The gold price (XAU/USD) is having a tough time establishing a clear near-term direction as it continues its consolidative price movement, influenced by a mix of fundamental factors. It remains within a familiar trading range during the first half of the European session on Thursday.
Geopolitical risks, including the escalating Russia-Ukraine conflict, concerns over potential trade wars, and the political unrest in France and South Korea, are providing support to gold, which is widely regarded as a safe-haven asset. Additionally, the relatively weak performance of the US Dollar (USD) is also lending a helping hand to the precious metal.
However, expectations that the Federal Reserve (Fed) will adopt a less dovish stance have led to a modest increase in US Treasury bond yields. This has put a cap on the upward movement of the non-yielding gold price. Remarks from several members of the Federal Open Market Committee (FOMC), such as Fed Chair Jerome Powell, on Wednesday indicated that the central bank will be cautious when it comes to cutting interest rates. As a result, traders are being cautious and refraining from making bold directional bets on the XAU/USD ahead of the eagerly anticipated US Nonfarm Payrolls (NFP) report due on Friday.

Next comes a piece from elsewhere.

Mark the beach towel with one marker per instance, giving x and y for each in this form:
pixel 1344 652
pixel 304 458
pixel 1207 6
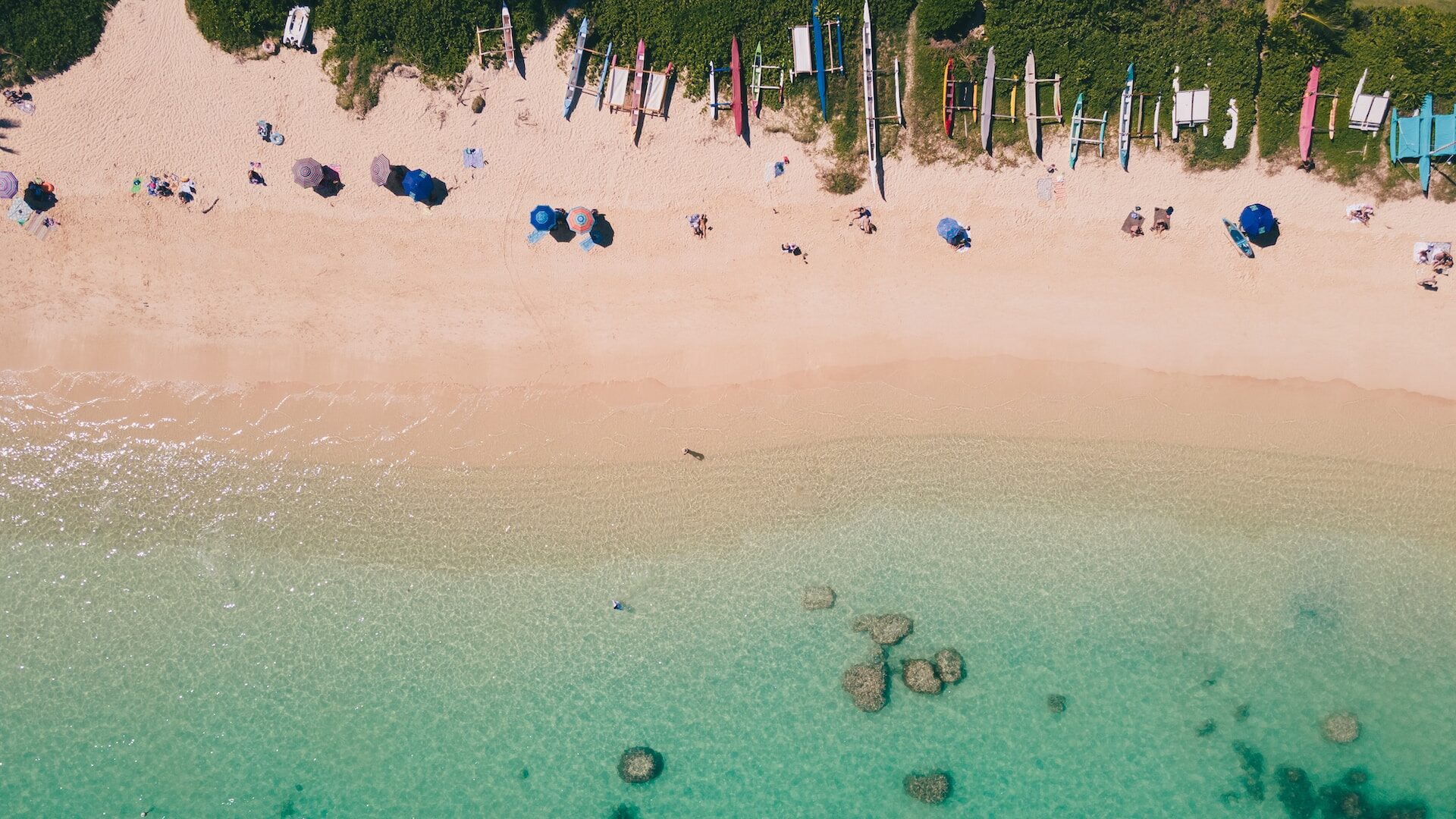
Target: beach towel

Anticipating the US NFP Report for Market Impetus
On Wednesday, the Federal Reserve’s Beige Book revealed that US economic activity has expanded slightly in most regions since early October. Inflation is rising at a moderate pace, and businesses are expressing optimism about the future.
St. Louis Fed President Alberto Musalem stated that it might be appropriate to pause interest-rate cuts as early as the December meeting, given that the risks of reducing borrowing costs too quickly are greater than those of not cutting enough. Fed Chair Jerome Powell acknowledged that the US economy is in excellent shape and stronger than expected, and that the central bank can take a more cautious approach in reducing rates towards the neutral level. San Francisco Fed President Mary Daly also emphasized that there is no rush to lower interest rates and that more work is needed to achieve the 2% inflation target and sustainable economic growth.
Speculations regarding the policies of US President-elect Donald Trump, which suggest they could reignite inflation, have led to the belief that the Fed might halt rate cuts or even raise rates again. This has caused a slight rebound in the US bond yields. The yield on the benchmark 10-year US government bond has bounced back after hitting its lowest closing level since October 21, exerting some downward pressure on gold on Thursday.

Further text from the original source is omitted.